Both collections were developed by M2, thus carrying the quality in emulation and extra features that M2 is known for. By what I can tell, emulation is perfect, so that all you’d need for that arcade experience is to plug it into an ultra-widescreen cabinet. Both collections feature two modes that you can play the games in: Normal or Trainer/Special; Console versions might be slightly easier, but if you haven’t played these kinds of games in a while, you’ll need to give it some practice regardless.

The available options are a nice touch; In both editions, you can adjust the screen in a few different ways to manipulate the size and appearance of the image (smoothing & scanlines available for the latter). You can also save progress and see where you stand on the worldwide leaderboards. You can also upload/download replay data, allowing you to watch some impressive runs among the top players. Don’t let that discourage you though – use it to better learn the game!

I have been playing this on the Nintendo Switch, where the Arcade Collection makes occasional use of the HD Rumble feature. It is only used during the boss battles on the first two games, being oddly absent in Darius Gaiden.

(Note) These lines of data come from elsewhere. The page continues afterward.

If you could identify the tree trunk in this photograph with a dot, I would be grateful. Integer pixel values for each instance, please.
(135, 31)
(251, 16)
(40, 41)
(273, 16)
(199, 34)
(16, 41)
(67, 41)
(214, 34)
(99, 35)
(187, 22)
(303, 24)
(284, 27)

The effect is ok, but all it seems to do is constantly shake the controller like you are feeling he rumble of the boss in the vicinity. This seems to be a way to try and recreate the bass sound integrated into the arcade versions that would cause the entire cabinet to rumble, but that would occur for every bassy explosion. This is one place where they could have expanded on, but it’s not big deal.

Overall I’d give both the Arcade & Console Collections two thumbs up. Recommending it for Darius fans goes without saying, but it’s also worth it if you enjoy STGs in general, or if you are the type of gamer that seeks out challenges to hone your gaming skills.